Let me preface this answer by saying I am not an expert on variational autoencoders, but I think your conceptual gaps don't have anything to do with autoencoders.
First, it is possible to specify a probability distribution over categorical outcomes or continuous outcomes. For example, a sample from a normal distribution is a continuous outcome, and the normal distribution describes the distribution of outcomes (or, equivalently, the relative likelihood of outcomes with various values). When you sample from a normal distribution, the probability of getting any particular numerical value (like 0, or 3.14) is infinitely small. Because of this, people typically talk about the probability density of a continuous distribution -- which can be interpreted as the likelihood of a sample being from a given (small) region. The probability value is called a probability density because it represents probability mass divided by space (or volume).

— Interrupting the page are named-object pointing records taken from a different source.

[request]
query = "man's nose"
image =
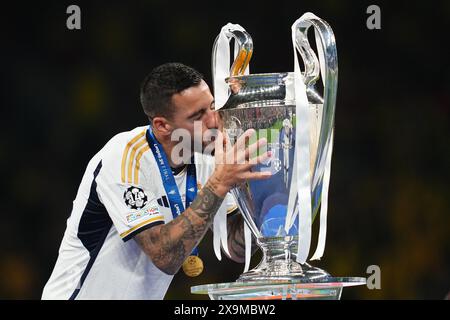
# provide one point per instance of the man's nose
(212, 119)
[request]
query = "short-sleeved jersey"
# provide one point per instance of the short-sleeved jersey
(120, 195)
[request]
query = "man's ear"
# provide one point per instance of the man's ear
(162, 126)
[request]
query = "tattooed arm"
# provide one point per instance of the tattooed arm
(236, 240)
(170, 244)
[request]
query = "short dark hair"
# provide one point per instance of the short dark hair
(162, 83)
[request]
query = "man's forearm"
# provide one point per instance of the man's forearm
(169, 245)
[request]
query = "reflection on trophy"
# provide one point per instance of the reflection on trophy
(269, 103)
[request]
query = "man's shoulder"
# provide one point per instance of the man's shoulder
(118, 151)
(123, 141)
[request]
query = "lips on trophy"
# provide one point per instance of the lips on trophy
(271, 104)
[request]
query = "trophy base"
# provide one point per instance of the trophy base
(279, 276)
(329, 288)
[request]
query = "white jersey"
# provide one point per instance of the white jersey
(121, 194)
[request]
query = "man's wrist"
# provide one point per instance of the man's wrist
(217, 185)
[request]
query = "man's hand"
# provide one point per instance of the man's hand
(170, 244)
(234, 163)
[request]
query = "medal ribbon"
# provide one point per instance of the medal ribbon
(170, 186)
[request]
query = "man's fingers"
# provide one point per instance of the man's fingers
(256, 175)
(253, 150)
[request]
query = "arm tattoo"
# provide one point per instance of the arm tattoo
(169, 245)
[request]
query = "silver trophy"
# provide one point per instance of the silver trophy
(266, 103)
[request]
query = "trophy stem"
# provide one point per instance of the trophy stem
(279, 263)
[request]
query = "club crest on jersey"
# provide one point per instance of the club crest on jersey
(148, 212)
(135, 198)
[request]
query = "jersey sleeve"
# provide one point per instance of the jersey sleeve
(133, 208)
(230, 203)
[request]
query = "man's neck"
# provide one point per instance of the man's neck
(168, 146)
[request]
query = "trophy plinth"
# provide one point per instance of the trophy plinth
(329, 288)
(278, 263)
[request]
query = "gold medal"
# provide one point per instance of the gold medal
(193, 266)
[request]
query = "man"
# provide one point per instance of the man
(125, 238)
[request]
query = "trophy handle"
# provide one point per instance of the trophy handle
(245, 51)
(328, 68)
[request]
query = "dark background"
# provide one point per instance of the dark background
(66, 93)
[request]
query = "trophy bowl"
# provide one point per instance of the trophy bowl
(266, 103)
(280, 106)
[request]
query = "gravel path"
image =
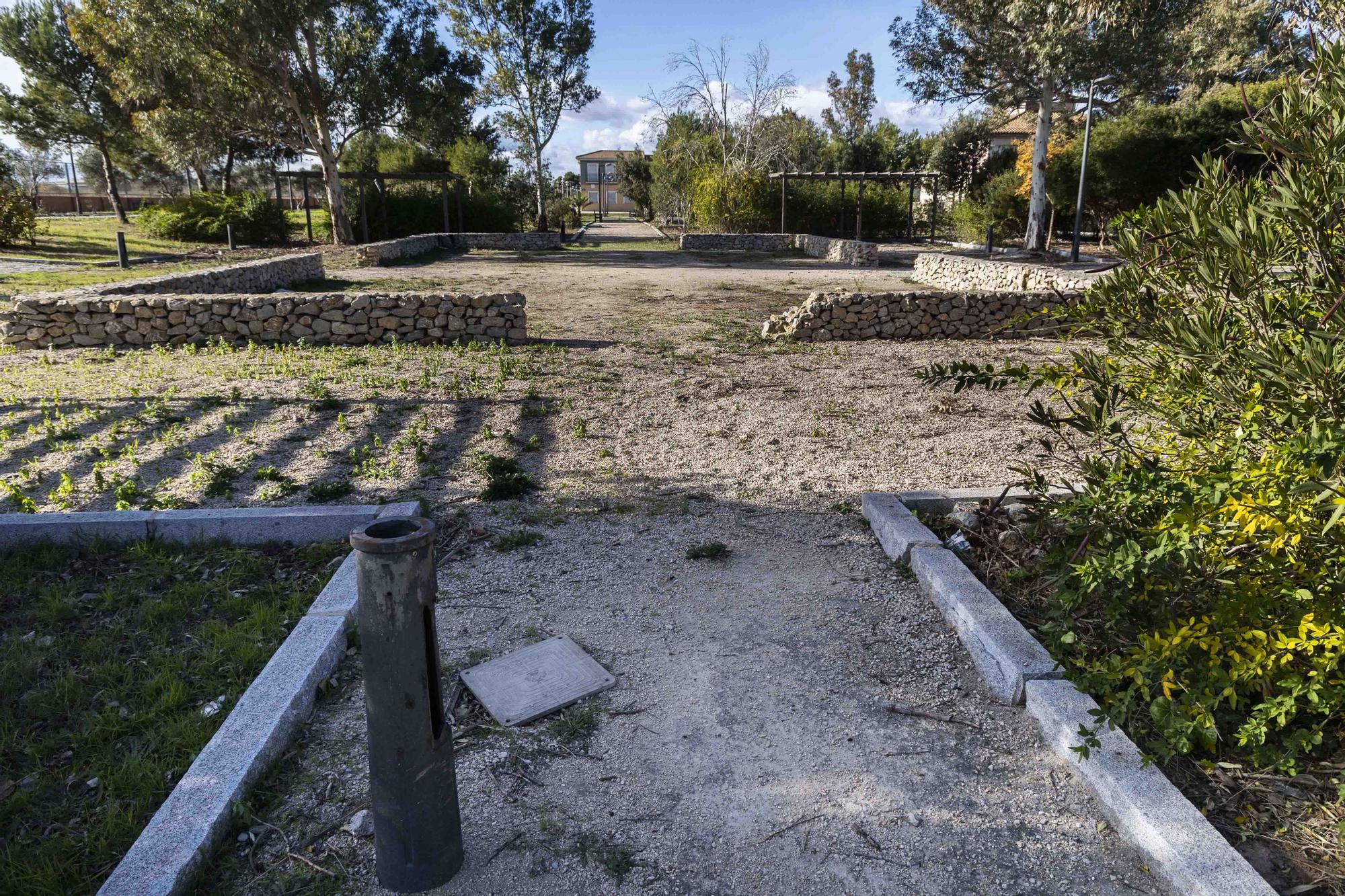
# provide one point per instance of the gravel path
(748, 745)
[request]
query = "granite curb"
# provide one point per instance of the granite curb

Second, it is common to represent images as a vector of numbers. For a grayscale image, this might be 1 numeric value per pixel (it's slightly more complicated for color images). You can think of the vector representation of an image as a point in space. If you have a bunch of images, you can talk about the density of images in this space. Some regions of space have a lot of 'image points', and some have very few. You can approximate this density by fitting a high-dimensional probability distribution to the image points in your dataset -- like fitting a smooth curve to a binned histogram of image counts. Because of this, each image maps to a specific value for the fitted probability density. That means you can talk about p(image) -- it really means, if we look 'near' the vector representation of this image in our vector space, how many images are there, relatively speaking? Some images are in high-density regions and some are in low-density regions, which will reflected as high and low values for p(image).